Yıl 2014. Yer Ordu. Deniz kenarında oturuyoruz. Ortalıkta bir tek zebaniler eksik, diğer yönlerden cehennemden aşağı kalır yönü yok. 'Kara' kelimesi yalnızca denizin adını değil rengini de niteliyor.  
  Balık lokantalarında günün mahsülü olarak pet şişeler, ambalaj kağıtları var. Deniz sanki sudan değil petrolden oluşuyor. Bırakın denizden beslenmeyi denize girmek bile mümkün değil. Denize yüzenlerde kolera, dizanteri gibi hastalıklar meydana geliyor. 
   Toplu balık ölümleri gerçekleşiyor. Bir çok balık türünün nesli tükendi bile. Çocuklar masmavi denizleri ancak coğrafya derslerinde görüyorlar. Mavi renk denizi yalnızca haritalarda temsil ediyor.
   Bu yazıyı sizlere Efirli'den deniz kenarından yazıyorum. Az önce denize girecektim fakat kirliliği görünce vazgeçtim. Daha sonra düşündüm acaba 100 yıl sonra bu deniz nasıl olacak. Aklıma gelen senaryo yukarıda ki gibi oldu maalesef. Bu kadar hızlı kirletirsek düşündüğüm senaryo gerçekleşir mi sizce ? .
  Geçtiğimiz salı Kabotaj Bayramı' nı kutladık.

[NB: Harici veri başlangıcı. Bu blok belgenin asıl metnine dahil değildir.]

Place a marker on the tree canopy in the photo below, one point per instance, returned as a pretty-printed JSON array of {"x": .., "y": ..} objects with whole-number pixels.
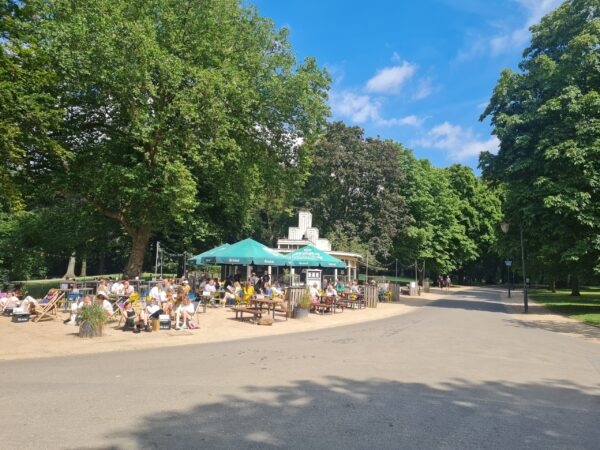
[
  {"x": 547, "y": 117},
  {"x": 171, "y": 109}
]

Bu hafta denizcilikle ilgili bir yazı yazmayı planlıyordum fakat böylesi bir yazı 
daha etkili olur diye düşündüm. Zaten denizler kirlenmeye bu kadar hızlı kirlenirse denizcilik diye bir şey kalmayacak.
   Deniz kirlenmesi; deniz ekosistemine zarar veren, insan sağlığını bozan, balıkçılık da dahil olmak üzere, denizlerdeki faaliyetleri engelleyen, denizin kullanım kalitesini etkileyen ve değerini azaltan madde veya enerjinin insanlar tarafından deniz ortamına doğrudan veya dolaylı olarak bırakılması olarak tanımlanabilir.
   Üç tarafı denizlerle çevrili ülkemizde denizcilik faaliyetleri oldukça önem taşıyor. Buna itiraz eden yoktur herhalde. Sözde herkes bunu bilir ve bu yüzden denizi kirletmez. Zaten denizde ki o çöpleri de uzaylılar attı öyle değil mi?
  Eğer insan bilinçlense hiçbir sorun kalmayacak. Bu konuda Uzun Dönemli Stratejiler ve uzun dönemli stratejiler ile uyumlu olan ara tedbirler alınmalı. Yoksa tablo çok daha vahim olabilir.